La memoria de los santos mártires Zinón y Zina
El santo mártir Zeno provenía de Filadelfia de Arabia, que en la antigüedad llevaba el nombre de Emanuele. Zena era su sirviente y ardía en aceptar el sufrimiento por su fe en Cristo.
Cuando el egemón Maximiano gobernó la región durante el reinado del emperador Maximiano, el santo Zinón [Según el mesácesolo del emperador Vasilio y el sináxaro griego, Zinón era un guerrero.] repartió todas sus propiedades entre los pobres, y liberó a los esclavos.
Y cuando él vio que se había vuelto al culto de los dioses falsos y que él mismo se había dedicado a los ídolos, lo reprendió.
En el lugar de la tortura de San Zeno, su siervo Zeno vino y comenzó a rogarle a su señor que no lo empujara y no lo abandonara.
Cuando los dos santos mártires fueron llevados ante el igímeno para ser interrogados y se negaron a negar a Cristo, fueron brutalmente golpeados, y a San Zinón se le quemó además el pecho y la parte del corazón con barras de hierro calientes.

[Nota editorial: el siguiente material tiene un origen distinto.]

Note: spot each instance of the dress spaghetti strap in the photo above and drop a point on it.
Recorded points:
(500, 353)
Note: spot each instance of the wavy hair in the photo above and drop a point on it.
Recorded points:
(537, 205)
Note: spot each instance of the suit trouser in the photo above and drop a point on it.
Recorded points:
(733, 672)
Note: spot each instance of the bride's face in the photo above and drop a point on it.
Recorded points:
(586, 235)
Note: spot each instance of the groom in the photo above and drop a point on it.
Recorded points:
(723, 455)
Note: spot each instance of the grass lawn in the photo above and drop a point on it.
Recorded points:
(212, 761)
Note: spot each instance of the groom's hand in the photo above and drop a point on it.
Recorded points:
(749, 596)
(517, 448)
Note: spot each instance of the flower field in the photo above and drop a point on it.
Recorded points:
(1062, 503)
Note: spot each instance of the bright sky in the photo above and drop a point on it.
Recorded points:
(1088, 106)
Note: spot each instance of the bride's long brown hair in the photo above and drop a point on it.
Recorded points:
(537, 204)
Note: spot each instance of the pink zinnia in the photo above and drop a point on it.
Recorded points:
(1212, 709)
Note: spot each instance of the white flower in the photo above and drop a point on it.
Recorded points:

Luego los santos fueron colgados de un árbol, atados a sus pies con piedras pesadas y quemados en el fuego, y luego arrojados a un pozo de fuego y se puso a verter aceite en el fuego, pero como los santos mártires quedaron milagrosamente sin daños ni siquiera quemados por el fuego, finalmente les cortaron la cabeza con una espada [Los santos mártires murieron en el año 304 durante el reinado de Maximiano Herculano, co-gobernante de Diocleciano desde 286 hasta 305].
Su memoria se realiza en la iglesia de San Jorge en Ciparisia [Ciparisia o Ciparis - una localidad en Constantinopla]. En este día se realiza la memoria del santo mártir Galaction, hundido en el mar, y Juliana, junto con su hijo Saturno quemado.